Filter and transformation configurations

Type: object

filters.drop

Map of field names to filter criteria. Events matching ANY criteria will be dropped (OR logic). Supports both regular TSV columns (e.g., user_ipaddress, useragent) and schema property paths (e.g., com.snowplowanalytics.snowplow.ua_parser_context.useragentFamily). Each filter uses 'contains' for substring matching.

Type: object

filters.transform

Field transformation configuration for anonymization, hashing, and redaction

Type: object

filters.transform.salt

Global default salt for hashing operations. Can be overridden per field.

Type: string

filters.transform.hash_algo

Global default hash algorithm. Can be overridden per field.

Type: string
Default: "SHA-256"
Options: MD5, SHA-1, SHA-256, SHA-384, SHA-512.

filters.transform.fields

Map of field names to transformation configurations. Each field must specify:

  • strategy (required): Transformation type - "hash", "redact", or "anonymize_ip"
  • hash_algo (optional): Algorithm for hash strategy - "MD5", "SHA-1", "SHA-256", "SHA-384", "SHA-512" (overrides global default)
  • salt (optional): Salt for hash strategy (overrides global default)
  • redact_value (optional): Replacement value for redact strategy (default: "[REDACTED]")
  • anon_octets (optional): Number of IPv4 octets to mask for anonymize_ip strategy (default: 0)
  • anon_segments (optional): Number of IPv6 segments to mask for anonymize_ip strategy (default: 0)

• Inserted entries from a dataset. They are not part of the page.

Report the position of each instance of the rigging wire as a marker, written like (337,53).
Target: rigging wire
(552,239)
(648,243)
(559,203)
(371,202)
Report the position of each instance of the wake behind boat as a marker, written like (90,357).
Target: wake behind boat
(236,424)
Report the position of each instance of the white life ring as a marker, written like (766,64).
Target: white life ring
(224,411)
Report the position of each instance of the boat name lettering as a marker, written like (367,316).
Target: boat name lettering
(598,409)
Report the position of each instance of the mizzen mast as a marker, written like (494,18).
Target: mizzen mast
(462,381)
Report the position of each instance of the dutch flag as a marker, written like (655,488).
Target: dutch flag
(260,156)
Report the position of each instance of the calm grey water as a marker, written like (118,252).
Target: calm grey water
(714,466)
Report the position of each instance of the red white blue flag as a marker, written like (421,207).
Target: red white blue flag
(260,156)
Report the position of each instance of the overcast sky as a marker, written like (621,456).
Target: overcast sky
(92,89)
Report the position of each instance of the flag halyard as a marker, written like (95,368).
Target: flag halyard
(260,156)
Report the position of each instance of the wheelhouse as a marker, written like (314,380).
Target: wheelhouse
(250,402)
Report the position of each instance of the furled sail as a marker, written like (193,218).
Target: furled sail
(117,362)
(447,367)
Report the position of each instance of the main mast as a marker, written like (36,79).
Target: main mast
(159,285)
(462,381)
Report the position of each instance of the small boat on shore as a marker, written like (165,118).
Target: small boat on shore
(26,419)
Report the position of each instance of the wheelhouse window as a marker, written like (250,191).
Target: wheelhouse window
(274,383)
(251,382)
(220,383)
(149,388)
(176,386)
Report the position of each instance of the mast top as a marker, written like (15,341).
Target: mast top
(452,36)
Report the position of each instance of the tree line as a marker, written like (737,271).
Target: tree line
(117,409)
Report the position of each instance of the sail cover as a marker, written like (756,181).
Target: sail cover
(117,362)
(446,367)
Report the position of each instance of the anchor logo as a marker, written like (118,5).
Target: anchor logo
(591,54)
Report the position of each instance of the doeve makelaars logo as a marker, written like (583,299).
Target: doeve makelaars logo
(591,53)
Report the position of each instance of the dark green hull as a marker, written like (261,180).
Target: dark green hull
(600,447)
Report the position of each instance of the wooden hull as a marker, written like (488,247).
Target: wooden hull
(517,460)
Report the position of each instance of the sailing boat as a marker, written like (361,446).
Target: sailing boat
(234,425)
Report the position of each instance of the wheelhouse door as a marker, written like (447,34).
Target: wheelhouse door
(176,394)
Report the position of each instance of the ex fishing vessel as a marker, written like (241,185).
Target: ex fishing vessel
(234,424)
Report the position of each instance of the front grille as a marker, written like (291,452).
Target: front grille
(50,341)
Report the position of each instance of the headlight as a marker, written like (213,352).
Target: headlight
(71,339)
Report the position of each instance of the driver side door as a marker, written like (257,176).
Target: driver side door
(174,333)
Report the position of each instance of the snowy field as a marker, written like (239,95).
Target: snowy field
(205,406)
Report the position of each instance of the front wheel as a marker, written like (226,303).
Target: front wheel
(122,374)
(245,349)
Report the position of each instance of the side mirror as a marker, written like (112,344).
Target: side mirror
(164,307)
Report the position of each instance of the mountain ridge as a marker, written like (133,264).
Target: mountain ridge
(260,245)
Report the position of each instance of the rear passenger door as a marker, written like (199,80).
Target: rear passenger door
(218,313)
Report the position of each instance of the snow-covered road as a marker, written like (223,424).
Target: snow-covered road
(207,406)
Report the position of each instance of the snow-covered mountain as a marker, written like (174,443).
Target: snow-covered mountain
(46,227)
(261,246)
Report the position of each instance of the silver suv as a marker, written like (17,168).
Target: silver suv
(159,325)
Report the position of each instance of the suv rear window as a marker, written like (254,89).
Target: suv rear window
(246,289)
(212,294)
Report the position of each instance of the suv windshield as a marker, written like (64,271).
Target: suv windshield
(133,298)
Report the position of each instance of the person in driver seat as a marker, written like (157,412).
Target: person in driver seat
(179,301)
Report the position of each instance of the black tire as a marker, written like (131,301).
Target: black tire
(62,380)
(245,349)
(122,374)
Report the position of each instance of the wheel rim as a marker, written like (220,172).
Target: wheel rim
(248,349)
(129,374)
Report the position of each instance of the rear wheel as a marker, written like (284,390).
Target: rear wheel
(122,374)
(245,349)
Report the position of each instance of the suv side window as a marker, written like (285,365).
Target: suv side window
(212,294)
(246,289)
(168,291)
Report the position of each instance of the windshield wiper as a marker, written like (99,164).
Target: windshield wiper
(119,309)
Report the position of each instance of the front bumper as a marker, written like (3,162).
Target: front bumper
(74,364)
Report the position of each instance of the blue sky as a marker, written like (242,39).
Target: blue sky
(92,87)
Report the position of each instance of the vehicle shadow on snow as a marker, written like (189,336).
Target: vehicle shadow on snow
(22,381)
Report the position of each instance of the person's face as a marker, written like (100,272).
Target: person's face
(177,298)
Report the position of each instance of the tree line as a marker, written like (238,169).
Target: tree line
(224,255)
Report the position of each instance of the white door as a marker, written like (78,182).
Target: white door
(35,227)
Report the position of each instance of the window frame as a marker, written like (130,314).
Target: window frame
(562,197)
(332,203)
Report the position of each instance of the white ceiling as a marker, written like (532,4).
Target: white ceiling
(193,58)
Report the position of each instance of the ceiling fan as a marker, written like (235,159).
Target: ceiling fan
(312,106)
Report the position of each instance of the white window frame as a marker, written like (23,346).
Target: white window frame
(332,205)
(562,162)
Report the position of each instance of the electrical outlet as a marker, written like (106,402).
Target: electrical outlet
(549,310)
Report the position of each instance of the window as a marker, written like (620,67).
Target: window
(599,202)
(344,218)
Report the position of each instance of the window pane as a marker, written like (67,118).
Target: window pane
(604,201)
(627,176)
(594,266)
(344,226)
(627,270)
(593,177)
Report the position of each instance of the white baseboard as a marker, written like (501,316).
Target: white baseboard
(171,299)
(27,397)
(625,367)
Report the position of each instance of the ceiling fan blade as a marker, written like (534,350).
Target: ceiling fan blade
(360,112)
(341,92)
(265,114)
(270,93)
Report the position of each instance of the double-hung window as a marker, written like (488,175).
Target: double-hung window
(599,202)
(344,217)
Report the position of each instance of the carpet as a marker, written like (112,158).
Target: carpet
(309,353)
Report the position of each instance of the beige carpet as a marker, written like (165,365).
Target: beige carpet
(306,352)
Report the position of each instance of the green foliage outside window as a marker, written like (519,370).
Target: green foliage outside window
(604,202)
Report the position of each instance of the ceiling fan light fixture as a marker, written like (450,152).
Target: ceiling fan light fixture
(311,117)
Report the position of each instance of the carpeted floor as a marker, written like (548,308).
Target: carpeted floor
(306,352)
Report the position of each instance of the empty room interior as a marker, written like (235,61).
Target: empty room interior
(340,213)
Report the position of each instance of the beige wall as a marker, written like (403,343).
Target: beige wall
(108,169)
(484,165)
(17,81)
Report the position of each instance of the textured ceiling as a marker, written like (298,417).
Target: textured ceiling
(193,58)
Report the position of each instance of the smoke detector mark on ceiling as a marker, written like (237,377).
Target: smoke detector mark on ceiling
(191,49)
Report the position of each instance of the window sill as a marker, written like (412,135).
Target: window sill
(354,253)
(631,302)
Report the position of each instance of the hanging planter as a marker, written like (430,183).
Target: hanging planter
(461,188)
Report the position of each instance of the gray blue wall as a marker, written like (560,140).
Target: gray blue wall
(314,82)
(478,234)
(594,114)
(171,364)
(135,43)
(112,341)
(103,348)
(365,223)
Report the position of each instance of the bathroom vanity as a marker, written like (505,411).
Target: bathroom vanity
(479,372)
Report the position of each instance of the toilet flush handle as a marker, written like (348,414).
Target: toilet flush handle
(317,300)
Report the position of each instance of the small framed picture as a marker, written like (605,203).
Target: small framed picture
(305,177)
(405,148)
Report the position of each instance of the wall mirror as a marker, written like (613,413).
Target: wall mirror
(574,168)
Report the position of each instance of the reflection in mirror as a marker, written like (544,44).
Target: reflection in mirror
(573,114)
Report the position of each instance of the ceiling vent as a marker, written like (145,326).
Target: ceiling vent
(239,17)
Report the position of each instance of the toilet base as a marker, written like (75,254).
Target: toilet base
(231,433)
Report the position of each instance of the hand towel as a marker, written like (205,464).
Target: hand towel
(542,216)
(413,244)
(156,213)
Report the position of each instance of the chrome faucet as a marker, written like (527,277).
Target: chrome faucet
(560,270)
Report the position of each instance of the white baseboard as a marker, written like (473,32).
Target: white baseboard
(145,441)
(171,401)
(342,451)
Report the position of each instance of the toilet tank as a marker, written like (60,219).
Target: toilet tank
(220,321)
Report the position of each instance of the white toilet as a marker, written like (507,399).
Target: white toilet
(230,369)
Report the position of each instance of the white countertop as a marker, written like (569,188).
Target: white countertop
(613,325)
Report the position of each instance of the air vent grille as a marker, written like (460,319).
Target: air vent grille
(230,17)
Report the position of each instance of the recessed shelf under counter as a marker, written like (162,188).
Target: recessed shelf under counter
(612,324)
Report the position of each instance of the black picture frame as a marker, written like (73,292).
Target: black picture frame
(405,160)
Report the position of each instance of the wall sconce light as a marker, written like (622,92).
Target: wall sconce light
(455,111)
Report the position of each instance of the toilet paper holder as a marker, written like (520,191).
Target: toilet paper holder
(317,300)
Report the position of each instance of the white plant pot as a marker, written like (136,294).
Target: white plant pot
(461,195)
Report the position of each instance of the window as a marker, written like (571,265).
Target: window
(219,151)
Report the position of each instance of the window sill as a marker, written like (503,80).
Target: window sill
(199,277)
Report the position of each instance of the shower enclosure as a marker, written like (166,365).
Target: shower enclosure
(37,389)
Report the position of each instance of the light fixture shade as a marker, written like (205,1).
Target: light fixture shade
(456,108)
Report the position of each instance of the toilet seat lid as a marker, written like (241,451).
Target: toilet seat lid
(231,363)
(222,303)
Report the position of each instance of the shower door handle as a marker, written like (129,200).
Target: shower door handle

Supports both TSV columns (e.g., user_id, user_ipaddress) and schema property paths (e.g., com.vendor.schema.field).

Type: object

schema_discovery

Schema discovery configuration

Type: object

schema_discovery.enabled

Enable schema discovery feature

Type: bool
Default: false

schema_discovery.flush_interval

Interval between schema discovery flushes

Type: string
Default: "5m"

schema_discovery.endpoint

HTTP endpoint to send schema discovery data

Type: string
Default: "https://api.snowcatcloud.com/internal/schema-discovery"

schema_discovery.template

Template for schema discovery payload. Use {{SCHEMAS}} variable for schema list

Type: string
Default: "{\"schemas\": {{SCHEMAS}}}"